George and Olga Berg
GEORGE and OLGA BERG have played leading roles in the major environmental issues affecting Central and Western New York. As founding members of the Rochester Committee for Scientific Information (RCSI), the Bergs coordinated and generated studies on a wide range of environmental concerns. They were the first to sound the alarm on radioactive wastes leaking at West Valley, New York, and were instrumental in addressing pollution in Lake Ontario, phosphate problems in area waters, lead poisoning in children, salt pollution from roadways, and the problems of sludge disposal. Their intervention led to improved safety plans for the Ginna nuclear plant, and most recently they have worked to call attention to watershed management and water supply protection. The Bergs have consistently maintained a constructive approach to environmental matters, and have been invaluable in providing information to officials and the general public in their region.
Joseph and Ilia Fehrer
JOSEPH and ILIA FEHRER have worked tirelessly for the past 15 years in Worcester County and the eastern shore of Maryland to awaken people to the need to protect its natural resources, wetlands, habitat, rare plant and animal species, the coastal and natural environment, and water quality. Their factual approach to problems and a statesmanlike attitude through such battles as a planned community on Assawoman Bay, off-shore waste incineration, siting an industrial park near Ocean City, designation and protection of the Pocomoke as a "wild and scenic river," impact studies of a high-density development on the Pocomoke State Forest, and protection of coastal wetlands have earned widespread support from elected officials and the public. They founded the Worcester Environmental Trust, led the effort to create the Nassawango Creek Preserve, and serve on many boards, committees and commissions, in addition to attending innumerable hearings gathering data and testifying, and leading public information/education campaigns.

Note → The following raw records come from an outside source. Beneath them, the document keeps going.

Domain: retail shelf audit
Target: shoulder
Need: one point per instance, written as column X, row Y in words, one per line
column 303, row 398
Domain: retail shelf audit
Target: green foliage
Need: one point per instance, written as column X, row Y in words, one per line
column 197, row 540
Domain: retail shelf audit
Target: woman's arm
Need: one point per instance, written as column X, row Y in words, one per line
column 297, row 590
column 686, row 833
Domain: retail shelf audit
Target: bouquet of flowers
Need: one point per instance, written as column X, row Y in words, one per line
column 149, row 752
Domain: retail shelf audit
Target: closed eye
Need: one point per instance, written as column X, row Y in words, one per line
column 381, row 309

THOM HENLEY, a U.S. citizen, has worked to focus attention on wilderness preservation in Canada's Queen Charlotte Islands. He is a founding member of the Island Protection Society, and over a 12-year period organized efforts aimed at saving the South Moresby wilderness, concentrating on building citizen coalitions, mobilizing public agencies and private organizations, and carrying out public education projects. He co-produced Islands at the Edge, a 160-page hard cover, award-winning book, as well as numerous magazines, pamphlets, posters, and a musical recording. He also organized the South Moresby Caravan, a coast-to-coast train and bus trip involving some 10,000 people to focus attention on the South Moresby Preserve, which is being considered for designation as a national park. In addition, Henley founded the Rediscovery Program, a cultural and natural heritage project that incorporates wilderness values with traditional customs of the Haida Indians. The program has met with singular success in the Queen Charlotte Islands and is now being used elsewhere.

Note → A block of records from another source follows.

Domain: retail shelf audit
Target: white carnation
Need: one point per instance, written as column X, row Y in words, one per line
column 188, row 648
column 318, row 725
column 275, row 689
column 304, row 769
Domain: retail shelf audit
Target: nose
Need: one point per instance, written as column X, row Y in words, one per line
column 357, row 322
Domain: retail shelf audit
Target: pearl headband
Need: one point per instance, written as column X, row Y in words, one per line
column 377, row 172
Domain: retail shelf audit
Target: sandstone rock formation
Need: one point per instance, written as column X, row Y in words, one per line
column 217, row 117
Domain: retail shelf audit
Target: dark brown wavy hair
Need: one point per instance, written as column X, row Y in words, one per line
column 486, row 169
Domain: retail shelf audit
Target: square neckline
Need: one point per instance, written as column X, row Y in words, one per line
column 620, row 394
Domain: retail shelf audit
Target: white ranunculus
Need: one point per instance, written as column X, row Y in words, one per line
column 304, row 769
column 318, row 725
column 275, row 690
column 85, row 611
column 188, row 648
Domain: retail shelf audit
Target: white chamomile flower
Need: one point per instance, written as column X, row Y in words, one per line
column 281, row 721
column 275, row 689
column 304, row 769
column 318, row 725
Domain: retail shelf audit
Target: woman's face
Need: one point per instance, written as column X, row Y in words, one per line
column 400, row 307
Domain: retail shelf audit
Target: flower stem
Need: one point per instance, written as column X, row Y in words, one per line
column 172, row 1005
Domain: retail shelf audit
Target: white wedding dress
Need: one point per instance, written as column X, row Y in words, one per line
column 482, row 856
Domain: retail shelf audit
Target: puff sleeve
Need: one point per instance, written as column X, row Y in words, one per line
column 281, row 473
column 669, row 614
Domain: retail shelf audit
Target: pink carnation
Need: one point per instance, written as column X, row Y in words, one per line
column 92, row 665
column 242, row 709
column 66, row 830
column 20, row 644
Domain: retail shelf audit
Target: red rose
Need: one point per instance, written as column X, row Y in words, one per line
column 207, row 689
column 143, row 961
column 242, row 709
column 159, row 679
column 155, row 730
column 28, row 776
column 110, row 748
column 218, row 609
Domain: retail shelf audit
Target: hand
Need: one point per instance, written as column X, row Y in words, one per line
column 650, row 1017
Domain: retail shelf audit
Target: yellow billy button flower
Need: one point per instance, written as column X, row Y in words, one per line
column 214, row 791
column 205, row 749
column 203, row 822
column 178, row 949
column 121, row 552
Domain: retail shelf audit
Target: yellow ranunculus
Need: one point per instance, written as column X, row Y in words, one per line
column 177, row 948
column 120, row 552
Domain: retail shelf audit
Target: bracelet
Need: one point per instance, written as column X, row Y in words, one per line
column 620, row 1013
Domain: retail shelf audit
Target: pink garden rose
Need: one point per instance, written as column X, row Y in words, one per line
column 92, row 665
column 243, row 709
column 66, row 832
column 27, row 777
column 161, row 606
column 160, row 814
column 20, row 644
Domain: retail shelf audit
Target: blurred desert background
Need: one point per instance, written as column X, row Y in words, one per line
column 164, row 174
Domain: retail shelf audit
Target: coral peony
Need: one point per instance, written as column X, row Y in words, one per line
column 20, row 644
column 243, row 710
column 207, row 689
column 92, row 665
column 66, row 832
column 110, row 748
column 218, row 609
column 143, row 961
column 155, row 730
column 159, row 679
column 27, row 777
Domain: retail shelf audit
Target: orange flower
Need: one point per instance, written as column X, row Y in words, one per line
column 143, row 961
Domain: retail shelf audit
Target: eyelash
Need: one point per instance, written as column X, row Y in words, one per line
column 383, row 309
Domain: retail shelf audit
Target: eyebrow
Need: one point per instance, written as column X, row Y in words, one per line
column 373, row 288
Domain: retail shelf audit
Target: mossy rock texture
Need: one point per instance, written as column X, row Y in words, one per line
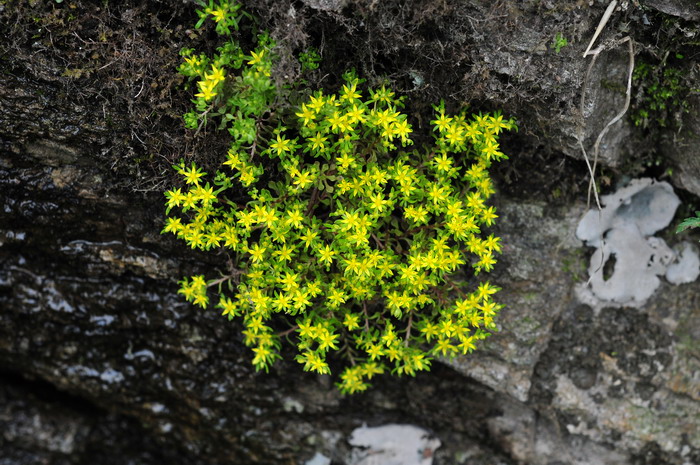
column 102, row 362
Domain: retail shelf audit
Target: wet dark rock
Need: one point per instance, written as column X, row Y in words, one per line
column 101, row 361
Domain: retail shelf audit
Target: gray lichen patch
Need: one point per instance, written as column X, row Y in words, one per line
column 392, row 445
column 627, row 263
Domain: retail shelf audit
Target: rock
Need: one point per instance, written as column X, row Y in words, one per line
column 102, row 362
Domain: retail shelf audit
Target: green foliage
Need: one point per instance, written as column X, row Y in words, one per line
column 692, row 222
column 559, row 42
column 662, row 91
column 342, row 236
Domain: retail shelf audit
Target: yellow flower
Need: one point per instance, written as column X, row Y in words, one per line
column 217, row 74
column 206, row 90
column 256, row 57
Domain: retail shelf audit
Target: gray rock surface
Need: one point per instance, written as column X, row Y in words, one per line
column 100, row 360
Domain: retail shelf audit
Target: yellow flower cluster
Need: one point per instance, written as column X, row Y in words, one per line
column 344, row 231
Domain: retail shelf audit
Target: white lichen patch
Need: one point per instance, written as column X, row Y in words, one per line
column 392, row 445
column 628, row 261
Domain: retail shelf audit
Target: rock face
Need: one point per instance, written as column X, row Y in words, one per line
column 101, row 361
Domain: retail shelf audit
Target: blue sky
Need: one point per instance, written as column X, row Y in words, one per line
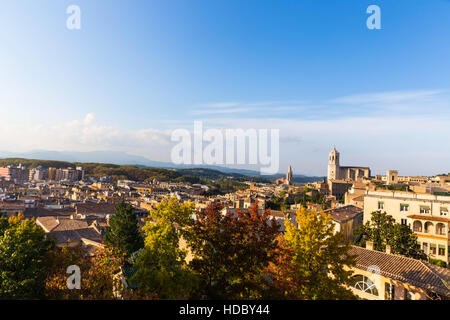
column 138, row 69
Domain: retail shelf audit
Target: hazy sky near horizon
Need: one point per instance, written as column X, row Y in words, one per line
column 139, row 69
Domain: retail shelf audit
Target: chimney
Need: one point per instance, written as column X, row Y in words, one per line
column 369, row 245
column 388, row 249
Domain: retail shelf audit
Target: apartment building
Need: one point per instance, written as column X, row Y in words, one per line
column 426, row 214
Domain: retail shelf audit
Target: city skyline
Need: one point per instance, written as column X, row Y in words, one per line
column 132, row 74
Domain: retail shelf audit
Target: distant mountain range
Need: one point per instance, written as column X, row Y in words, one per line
column 123, row 158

Called an environmental pioneer, KENNETH MORRISON has for 30 years been a leader of the emerging environmental movement in Florida. He led the informational and fund-raising campaigns to establish the 4,400-acre Tiger Creek Nature Preserve, soliciting some 2,500 acres through personal appeals to private citizens, and since its creation has served as its land steward. He is credited with a leading role in the creation of the 5,000acre Lake Kissimmee State Park, and the protection of the sensitive area around Lake Arbuckle. Morrison personally solicited a single donation to build the Babson Park Audubon Center, which is now open free to the public, and he is currently working to save tracts of Florida's unique sand-pine-scrub habitat. Morrison is president emeritus of the Florida Audubon Society and the Polk County Coalition for the Environment, which led a successful campaign to have nearly 300,000 acres of ecologically-sensitive Green Swamp declared an "Area of Critical State Concern."

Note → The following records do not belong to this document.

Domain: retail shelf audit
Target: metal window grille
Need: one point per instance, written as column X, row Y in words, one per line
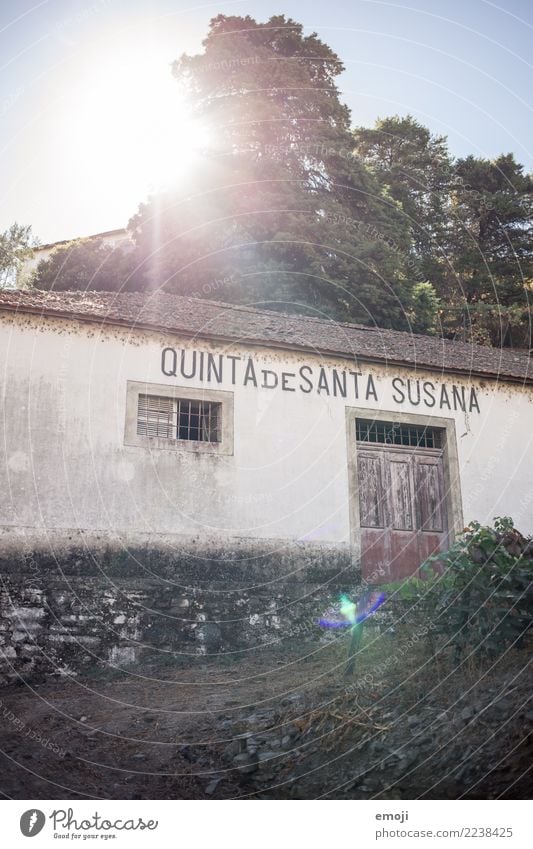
column 178, row 418
column 397, row 433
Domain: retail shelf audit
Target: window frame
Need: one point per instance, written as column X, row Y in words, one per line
column 225, row 399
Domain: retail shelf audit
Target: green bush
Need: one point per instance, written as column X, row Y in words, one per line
column 479, row 593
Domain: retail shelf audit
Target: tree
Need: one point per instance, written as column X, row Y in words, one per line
column 16, row 246
column 489, row 246
column 415, row 168
column 281, row 208
column 471, row 231
column 87, row 264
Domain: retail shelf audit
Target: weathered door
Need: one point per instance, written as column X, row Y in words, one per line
column 402, row 498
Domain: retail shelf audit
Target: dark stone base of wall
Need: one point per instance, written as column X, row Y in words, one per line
column 64, row 611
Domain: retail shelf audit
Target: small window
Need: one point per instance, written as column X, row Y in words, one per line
column 177, row 418
column 398, row 433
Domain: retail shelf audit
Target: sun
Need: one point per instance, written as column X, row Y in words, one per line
column 131, row 129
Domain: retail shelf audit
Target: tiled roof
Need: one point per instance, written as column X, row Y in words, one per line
column 213, row 320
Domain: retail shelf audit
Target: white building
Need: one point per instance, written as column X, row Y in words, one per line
column 236, row 433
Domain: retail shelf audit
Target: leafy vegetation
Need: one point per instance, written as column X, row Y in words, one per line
column 16, row 246
column 479, row 593
column 297, row 210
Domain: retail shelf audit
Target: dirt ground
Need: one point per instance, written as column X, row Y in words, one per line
column 283, row 724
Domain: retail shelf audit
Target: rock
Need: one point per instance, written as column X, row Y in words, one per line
column 466, row 714
column 267, row 755
column 246, row 762
column 251, row 744
column 211, row 787
column 236, row 747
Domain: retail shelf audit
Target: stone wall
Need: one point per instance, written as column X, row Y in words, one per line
column 69, row 611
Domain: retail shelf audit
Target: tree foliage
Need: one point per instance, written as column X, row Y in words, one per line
column 16, row 246
column 282, row 207
column 478, row 594
column 471, row 231
column 293, row 209
column 87, row 264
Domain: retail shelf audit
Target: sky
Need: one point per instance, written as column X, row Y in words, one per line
column 90, row 119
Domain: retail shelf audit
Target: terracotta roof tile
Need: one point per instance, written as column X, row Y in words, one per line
column 211, row 319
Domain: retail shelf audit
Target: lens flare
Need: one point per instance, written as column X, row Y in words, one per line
column 347, row 614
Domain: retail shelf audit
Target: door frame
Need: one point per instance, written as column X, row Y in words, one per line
column 452, row 480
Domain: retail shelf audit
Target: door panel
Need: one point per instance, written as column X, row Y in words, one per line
column 428, row 495
column 402, row 508
column 400, row 496
column 371, row 496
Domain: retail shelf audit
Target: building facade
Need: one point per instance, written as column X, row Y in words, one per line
column 234, row 434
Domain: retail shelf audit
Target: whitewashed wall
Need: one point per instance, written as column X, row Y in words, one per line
column 65, row 465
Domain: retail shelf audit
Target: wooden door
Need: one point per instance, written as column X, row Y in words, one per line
column 402, row 503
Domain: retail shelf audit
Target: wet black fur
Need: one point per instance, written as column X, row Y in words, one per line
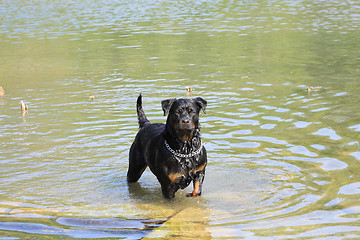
column 182, row 132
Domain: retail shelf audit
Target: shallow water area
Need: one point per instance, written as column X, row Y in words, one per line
column 281, row 127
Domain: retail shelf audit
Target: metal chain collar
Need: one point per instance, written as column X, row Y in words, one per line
column 183, row 155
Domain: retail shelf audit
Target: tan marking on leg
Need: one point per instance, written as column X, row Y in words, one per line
column 196, row 189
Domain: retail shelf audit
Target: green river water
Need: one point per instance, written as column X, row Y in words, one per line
column 282, row 81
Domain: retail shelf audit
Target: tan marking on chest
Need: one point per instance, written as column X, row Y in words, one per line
column 199, row 168
column 174, row 176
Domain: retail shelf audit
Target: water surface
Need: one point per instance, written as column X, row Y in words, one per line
column 283, row 157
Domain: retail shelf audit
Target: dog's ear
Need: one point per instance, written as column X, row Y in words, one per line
column 202, row 103
column 166, row 105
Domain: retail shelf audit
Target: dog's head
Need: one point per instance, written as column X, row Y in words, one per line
column 183, row 116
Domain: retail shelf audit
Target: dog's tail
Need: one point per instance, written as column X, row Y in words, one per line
column 141, row 114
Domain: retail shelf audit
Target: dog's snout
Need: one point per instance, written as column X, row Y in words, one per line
column 186, row 121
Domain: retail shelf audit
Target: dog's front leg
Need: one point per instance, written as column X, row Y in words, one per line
column 169, row 189
column 197, row 183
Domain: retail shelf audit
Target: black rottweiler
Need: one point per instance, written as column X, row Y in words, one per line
column 173, row 151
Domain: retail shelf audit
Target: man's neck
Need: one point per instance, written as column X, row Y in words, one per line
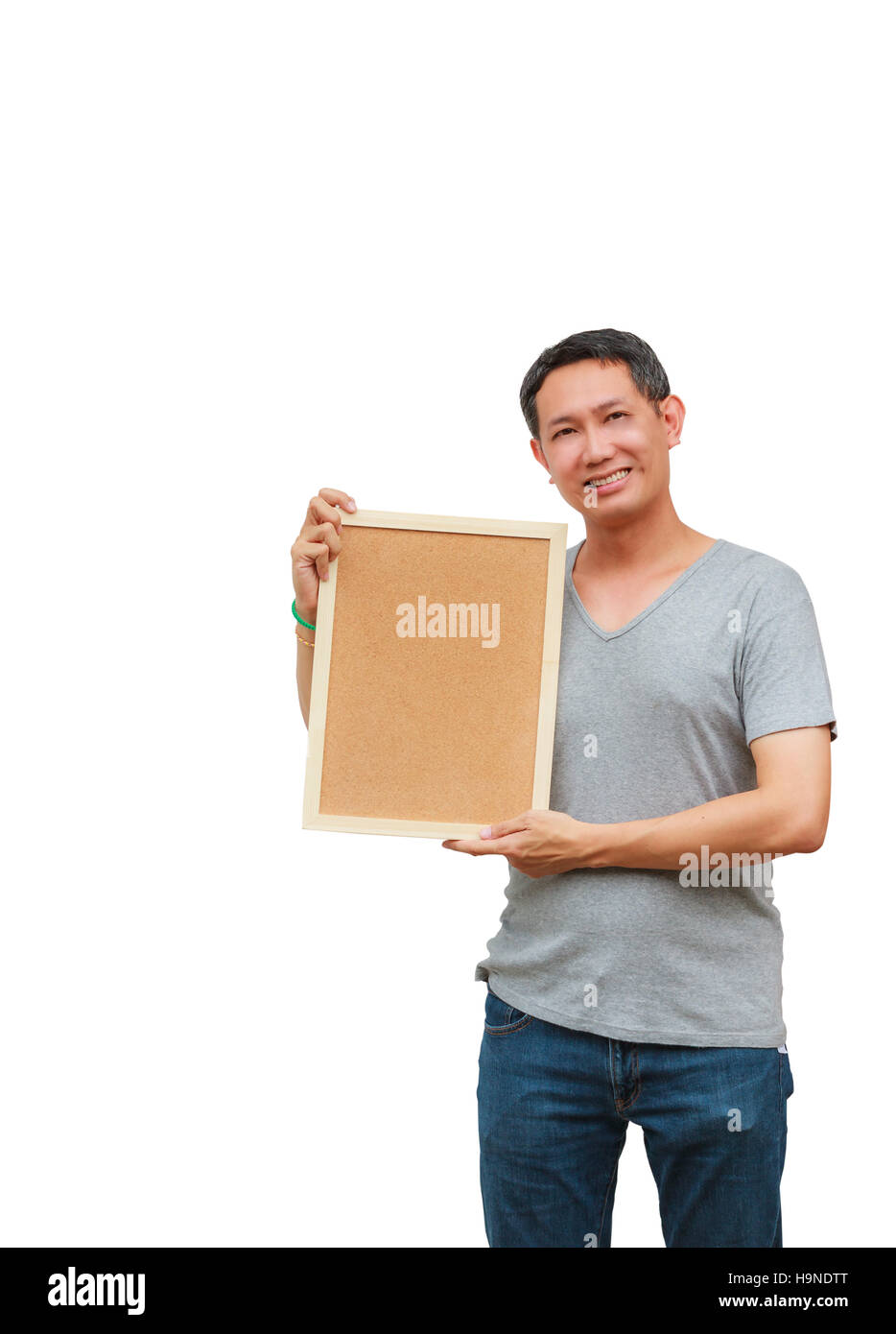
column 648, row 543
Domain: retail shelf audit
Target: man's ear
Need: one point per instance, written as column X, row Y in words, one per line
column 539, row 452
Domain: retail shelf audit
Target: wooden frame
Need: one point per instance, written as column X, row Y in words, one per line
column 410, row 714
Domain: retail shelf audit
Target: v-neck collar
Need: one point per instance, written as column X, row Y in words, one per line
column 667, row 592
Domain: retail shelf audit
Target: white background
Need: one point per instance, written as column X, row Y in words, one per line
column 252, row 250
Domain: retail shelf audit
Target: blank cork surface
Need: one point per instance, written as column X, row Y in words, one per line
column 436, row 727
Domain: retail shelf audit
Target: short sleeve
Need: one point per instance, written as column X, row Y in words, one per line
column 783, row 678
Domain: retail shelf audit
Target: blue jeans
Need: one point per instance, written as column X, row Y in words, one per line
column 554, row 1108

Liane B. and William L. Russell
LIANE B. and WILLIAM L. RUSSELL, as extremely broad-gauged volunteer environmentalists, helped found the Tennessee Citizens for Wilderness Planning (TCWP) in the mid-1960's, and then emerged to lead the organization into Tennessee's most important conservation battles for two decades. Their activities ranged from presiding at TCWP meetings to editing the newsletter, and campaigns in which they played key roles include: passage of strip mine legislation, designation of the Obed Wild and Scenic River, Big South Fork National River and Recreation Area, establishing the Environmental Action Fund, the Tellico Dam controversy, passage of Tennessee Trails Act, passage of Scenic Rivers Act, and protecting Fall Creek Falls State Park. One of their greatest achievements was to stop another highway being built through the Great Smoky Mountains National Park. While their activities are too numerous to list, their most significant contribution was the setting of a broad statewide agenda for citizen activism in natural areas and wilderness conservation.